I want to talk to you about BREATH. Breathing. You know, that thing that keeps air moving in and out of your lungs so you can live? Kind of an essential function, something we take for granted. And yet – breathing can be our superpower if we let it!
Did you know there are sensors in your brain that register the amount of carbon dioxide in your bloodstream? Your brain then uses that info to adjust how hard you’re breathing. When we aren’t exhaling fully, we’re not releasing all of the carbon dioxide from our bodies, and our brain starts to send stress signals to help us breathe harder and intake more oxygen. Basically, by not paying a *little* closer attention to our breath, we’re making our bodies work harder and activating an unnecessary stress response.
Now, you might be thinking: Come on, Nicole. I’ve been breathing my whole life. I’m an expert at it! I don’t need any more work in this area. In fact, it’s one of the things I’m actually already good at! I don’t blame you for thinking that way. I used to think that way. But over the last year or so, I’ve started to learn more about how breath affects not just our physical bodies but our emotional and mental capacity as well. There are over 150 neurons in our brains that also spy on how we’re breathing. Too fast or too shallow? Yikes! Time to send that stress response. Slow and even? Ahhhh… yep, stay relaxed and alert.
When we are breathing fully – deep exhales and deep, even inhales – our bodies stay relaxed but remain fully alert. Blood flow to our frontal lobe is maintained, ensuring that we have optimal conditions for our highest cognition.

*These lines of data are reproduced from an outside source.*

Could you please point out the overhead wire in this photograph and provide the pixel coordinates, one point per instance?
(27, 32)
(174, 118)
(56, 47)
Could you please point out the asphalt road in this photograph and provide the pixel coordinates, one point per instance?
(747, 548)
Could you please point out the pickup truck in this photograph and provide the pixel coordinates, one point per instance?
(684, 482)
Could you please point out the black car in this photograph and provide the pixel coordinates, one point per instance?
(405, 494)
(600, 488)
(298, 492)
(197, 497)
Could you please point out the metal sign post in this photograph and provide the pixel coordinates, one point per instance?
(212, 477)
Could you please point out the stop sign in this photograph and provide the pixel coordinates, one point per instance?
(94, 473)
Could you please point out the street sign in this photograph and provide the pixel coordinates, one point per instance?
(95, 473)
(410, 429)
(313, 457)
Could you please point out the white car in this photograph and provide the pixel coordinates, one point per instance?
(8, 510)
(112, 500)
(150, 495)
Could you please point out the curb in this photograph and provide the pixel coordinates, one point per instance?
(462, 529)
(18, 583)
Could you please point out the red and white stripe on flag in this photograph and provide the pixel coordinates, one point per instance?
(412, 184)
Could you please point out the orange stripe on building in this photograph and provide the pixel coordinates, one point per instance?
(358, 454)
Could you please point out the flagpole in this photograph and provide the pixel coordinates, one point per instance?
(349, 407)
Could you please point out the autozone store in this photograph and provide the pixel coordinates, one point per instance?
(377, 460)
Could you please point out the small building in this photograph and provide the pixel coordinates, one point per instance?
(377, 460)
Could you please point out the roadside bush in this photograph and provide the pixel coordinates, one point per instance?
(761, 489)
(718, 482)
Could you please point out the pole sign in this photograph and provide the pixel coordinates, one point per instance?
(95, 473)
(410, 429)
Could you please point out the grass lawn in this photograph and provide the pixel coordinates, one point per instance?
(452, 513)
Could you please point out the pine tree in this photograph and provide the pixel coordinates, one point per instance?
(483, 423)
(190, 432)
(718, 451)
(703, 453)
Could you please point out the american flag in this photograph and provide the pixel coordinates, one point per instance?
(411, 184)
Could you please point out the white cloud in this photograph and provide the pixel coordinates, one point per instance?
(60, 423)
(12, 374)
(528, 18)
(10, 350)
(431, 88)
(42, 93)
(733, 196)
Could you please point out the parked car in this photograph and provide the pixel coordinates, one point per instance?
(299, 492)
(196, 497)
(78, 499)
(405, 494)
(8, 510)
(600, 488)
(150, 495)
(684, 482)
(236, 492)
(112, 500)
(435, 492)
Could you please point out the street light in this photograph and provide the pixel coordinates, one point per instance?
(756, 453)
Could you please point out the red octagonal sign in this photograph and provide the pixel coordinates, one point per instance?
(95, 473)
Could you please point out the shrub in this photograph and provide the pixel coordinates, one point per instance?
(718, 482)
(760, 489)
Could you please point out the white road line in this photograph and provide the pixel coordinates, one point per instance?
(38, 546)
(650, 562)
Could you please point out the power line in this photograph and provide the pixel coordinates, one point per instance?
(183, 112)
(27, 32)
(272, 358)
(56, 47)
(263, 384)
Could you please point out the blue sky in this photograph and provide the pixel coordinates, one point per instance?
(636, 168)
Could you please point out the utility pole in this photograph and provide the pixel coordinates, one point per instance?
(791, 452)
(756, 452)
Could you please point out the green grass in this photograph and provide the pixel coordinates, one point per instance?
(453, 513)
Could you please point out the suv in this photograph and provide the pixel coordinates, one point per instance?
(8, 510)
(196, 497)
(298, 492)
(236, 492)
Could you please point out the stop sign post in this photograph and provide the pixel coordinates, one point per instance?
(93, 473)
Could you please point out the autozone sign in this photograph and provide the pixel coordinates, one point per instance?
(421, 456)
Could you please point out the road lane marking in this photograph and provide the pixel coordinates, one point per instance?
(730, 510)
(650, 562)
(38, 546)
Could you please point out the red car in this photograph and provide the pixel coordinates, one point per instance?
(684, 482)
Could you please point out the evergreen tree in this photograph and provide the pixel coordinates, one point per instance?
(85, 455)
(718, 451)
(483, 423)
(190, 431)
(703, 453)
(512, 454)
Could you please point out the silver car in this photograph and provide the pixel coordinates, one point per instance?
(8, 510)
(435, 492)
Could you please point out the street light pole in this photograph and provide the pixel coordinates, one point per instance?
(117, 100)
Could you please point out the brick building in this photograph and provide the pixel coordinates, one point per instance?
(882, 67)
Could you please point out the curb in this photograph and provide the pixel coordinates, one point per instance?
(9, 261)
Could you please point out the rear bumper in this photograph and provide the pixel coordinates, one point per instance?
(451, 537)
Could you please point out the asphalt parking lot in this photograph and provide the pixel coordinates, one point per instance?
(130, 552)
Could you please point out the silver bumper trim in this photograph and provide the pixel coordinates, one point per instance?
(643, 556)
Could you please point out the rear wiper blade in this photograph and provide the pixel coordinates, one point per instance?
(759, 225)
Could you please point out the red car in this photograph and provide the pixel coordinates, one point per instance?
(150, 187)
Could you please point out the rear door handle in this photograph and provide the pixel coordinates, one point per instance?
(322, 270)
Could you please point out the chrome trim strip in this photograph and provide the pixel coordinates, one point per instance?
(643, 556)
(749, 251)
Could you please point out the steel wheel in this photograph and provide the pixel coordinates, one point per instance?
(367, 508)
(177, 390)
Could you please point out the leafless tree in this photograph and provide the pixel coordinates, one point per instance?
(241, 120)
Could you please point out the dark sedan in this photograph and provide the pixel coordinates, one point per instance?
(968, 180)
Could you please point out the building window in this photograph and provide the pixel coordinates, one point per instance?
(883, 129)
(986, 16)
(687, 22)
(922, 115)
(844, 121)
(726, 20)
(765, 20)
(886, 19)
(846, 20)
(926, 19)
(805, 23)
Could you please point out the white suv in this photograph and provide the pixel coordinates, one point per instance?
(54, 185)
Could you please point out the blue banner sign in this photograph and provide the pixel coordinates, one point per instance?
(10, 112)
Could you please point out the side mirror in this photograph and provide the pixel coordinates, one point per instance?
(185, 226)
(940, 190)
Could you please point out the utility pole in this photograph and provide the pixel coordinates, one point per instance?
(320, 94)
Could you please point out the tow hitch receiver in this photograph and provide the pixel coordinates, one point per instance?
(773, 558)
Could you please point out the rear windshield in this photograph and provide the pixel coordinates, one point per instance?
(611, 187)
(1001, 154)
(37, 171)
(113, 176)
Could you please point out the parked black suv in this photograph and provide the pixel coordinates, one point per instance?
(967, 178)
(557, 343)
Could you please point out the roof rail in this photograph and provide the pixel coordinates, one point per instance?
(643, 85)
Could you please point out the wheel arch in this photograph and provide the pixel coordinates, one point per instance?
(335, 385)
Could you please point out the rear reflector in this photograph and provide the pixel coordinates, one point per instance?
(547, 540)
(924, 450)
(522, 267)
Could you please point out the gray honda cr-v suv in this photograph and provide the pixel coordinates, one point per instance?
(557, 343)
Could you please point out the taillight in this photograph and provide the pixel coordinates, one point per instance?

So if you are facing a big decision or a challenging project, exhale first. Then take some slow, even, deep breaths. As your heart rate slows, your blood becomes richly oxygenated, and blood flow is fully restored to your brain, you’ll have more capacity to tackle what’s in front of you.
If you’re like me, I need a little help staying focused when I’m deep breathing. My mind tends to run away from me, and about halfway through my first exhale, I’m already churning back over my to-do list, the forgotten grocery item, and that birthday card I still need to send. A little structure goes a long way. If that is helpful for you, try this super simple technique I use frequently to help me when I need to breathe better: Box Breathing.
Box breathing is an easy breath using four counts of four – hence the term “box” breathing. You can do it with your eyes open, when you’re around other people, or even when you’re driving. First, exhale all the air in your lungs (adios, CO2!). Start by taking a deep inhale for a count of four. Next, you’ll hold that breath for a count of four before exhaling slowly to a count of four. Finally, before you take that next inhale, just pause for a count of four.
It’s that easy! And it’s also that powerful.